Patch to fix an error caused by a typo, please have the Kernel Team
evaluate.

Thanks.

                   Michael

On 03/01/2017 07:29 AM, Launchpad Bug Tracker wrote:
> bugproxy (bugproxy) has assigned this bug to you for Ubuntu:
>
> Canonical,
>
> Please include the following fix on 16.10. This typo is causing some issue on TM.
> The patches that causes this problem is ec2a04841b785373a6379af66032201a2b90922b on yakkety-ubuntu repo.
>
> commit 39715bf972ed4fee18fe5409609a971fb16b1771
> Author: Valentin Rothberg <email address hidden>
> Date: Wed Oct 5 07:57:26 2016 +0200
>
> powerpc/process: Fix CONFIG_ALIVEC typo in restore_tm_state()
>
> It should be ALTIVEC, not ALIVEC.
>
> Cyril explains: If a thread performs a transaction with altivec and then
> gets preempted for whatever reason, this bug may cause the kernel to not
> re-enable altivec when that thread runs again. This will result in an
> altivec unavailable fault, when that fault happens inside a user
> transaction the kernel has no choice but to enable altivec and doom the
> transaction.
>
> The result is that transactions using altivec may get aborted more often
> than they should.
>
> The difficulty in catching this with a selftest is my deliberate use of
> the word may above. Optimisations to avoid FPU/altivec/VSX faults mean
> that the kernel will always leave them on for 255 switches. This code
> prevents the kernel turning it off if it got to the 256th switch (and
> userspace was transactional).
>
> Fixes: dc16b553c949 ("powerpc: Always restore FPU/VEC/VSX if hardware transactional memory in use")
> Reviewed-by: Cyril Bur <email address hidden>
> Signed-off-by: Valentin Rothberg <email address hidden>
> Signed-off-by: Michael Ellerman <email address hidden>
>
> ** Affects: ubuntu
> Importance: Undecided
> Assignee: Taco Screen team (taco-screen-team)
> Status: New
>
>
> ** Tags: architecture-ppc64le bugnameltc-152112 severity-high targetmilestone-inin1610

--
Michael Hohnbaum
OIL Program Manager
Power (ppc64el) Development Project Manager
Canonical, Ltd.

Changed in linux (Ubuntu):
assignee: Taco Screen team (taco-screen-team) → Canonical Kernel Team (canonical-kernel-team)
importance: Undecided → High
status: New → Triaged
Tim Gardner (timg-tpi) wrote :
Changed in linux (Ubuntu Zesty):
assignee: Canonical Kernel Team (canonical-kernel-team) → nobody
status: Triaged → Fix Released
Changed in linux (Ubuntu Yakkety):
assignee: nobody → Tim Gardner (timg-tpi)
status: New → In Progress
Brad Figg (brad-figg) on 2017-03-23
Changed in linux (Ubuntu Yakkety):
status: In Progress → Fix Committed

This bug is awaiting verification that the kernel in -proposed solves the problem. Please test the kernel and update this bug with the results. If the problem is solved, change the tag 'verification-needed-yakkety' to 'verification-done-yakkety'. If the problem still exists, change the tag 'verification-needed-yakkety' to 'verification-failed-yakkety'.

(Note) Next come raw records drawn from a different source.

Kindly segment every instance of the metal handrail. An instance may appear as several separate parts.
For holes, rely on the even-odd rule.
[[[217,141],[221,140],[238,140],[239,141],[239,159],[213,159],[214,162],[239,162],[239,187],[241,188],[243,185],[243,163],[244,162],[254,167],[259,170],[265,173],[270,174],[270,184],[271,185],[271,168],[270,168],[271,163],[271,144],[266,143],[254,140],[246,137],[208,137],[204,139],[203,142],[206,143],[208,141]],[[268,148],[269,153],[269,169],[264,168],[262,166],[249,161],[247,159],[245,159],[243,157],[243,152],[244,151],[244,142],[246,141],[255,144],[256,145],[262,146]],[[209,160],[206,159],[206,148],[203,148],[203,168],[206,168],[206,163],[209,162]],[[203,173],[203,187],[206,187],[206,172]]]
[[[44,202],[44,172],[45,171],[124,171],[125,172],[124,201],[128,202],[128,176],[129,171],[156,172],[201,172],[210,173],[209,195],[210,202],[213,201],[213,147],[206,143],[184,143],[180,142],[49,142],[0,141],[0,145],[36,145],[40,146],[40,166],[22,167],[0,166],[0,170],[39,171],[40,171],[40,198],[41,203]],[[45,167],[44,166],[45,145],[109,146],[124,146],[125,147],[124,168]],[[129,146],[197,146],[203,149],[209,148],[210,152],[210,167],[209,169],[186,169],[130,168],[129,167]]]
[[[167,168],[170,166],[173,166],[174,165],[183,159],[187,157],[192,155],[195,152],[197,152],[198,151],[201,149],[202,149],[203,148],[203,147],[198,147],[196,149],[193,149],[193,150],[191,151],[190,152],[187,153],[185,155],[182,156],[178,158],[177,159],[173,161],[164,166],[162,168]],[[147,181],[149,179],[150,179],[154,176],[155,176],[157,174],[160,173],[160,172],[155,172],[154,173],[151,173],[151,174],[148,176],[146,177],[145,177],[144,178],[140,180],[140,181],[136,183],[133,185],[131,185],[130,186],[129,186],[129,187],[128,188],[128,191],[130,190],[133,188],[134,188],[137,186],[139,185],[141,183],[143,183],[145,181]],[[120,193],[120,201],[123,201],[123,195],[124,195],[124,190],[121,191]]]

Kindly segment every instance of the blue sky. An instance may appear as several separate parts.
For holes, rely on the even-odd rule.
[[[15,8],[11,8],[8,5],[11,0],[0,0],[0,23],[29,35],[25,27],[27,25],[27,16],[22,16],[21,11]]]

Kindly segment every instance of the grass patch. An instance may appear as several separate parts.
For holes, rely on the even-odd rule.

If verification is not done by 5 working days from today, this fix will be dropped from the source code, and this bug will be closed.

See https://wiki.ubuntu.com/Testing/EnableProposed for documentation how to enable and use -proposed. Thank you!

tags: added: verification-needed-yakkety
bugproxy (bugproxy) on 2017-04-17
tags: added: verification-done-yakkety
removed: verification-needed-yakkety
Launchpad Janitor (janitor) wrote :
Download full text (14.5 KiB)

This bug was fixed in the package linux - 4.8.0-49.52

---------------
linux (4.8.0-49.52) yakkety; urgency=low

  * linux: 4.8.0-49.52 -proposed tracker (LP: #1684427)

  * [Hyper-V] hv: util: move waiting for release to hv_utils_transport itself
    (LP: #1682561)
    - Drivers: hv: util: move waiting for release to hv_utils_transport itself

linux (4.8.0-48.51) yakkety; urgency=low

  * linux: 4.8.0-48.51 -proposed tracker (LP: #1682034)

  * [Hyper-V] hv: vmbus: Raise retry/wait limits in vmbus_post_msg()
    (LP: #1681893)
    - Drivers: hv: vmbus: Raise retry/wait limits in vmbus_post_msg()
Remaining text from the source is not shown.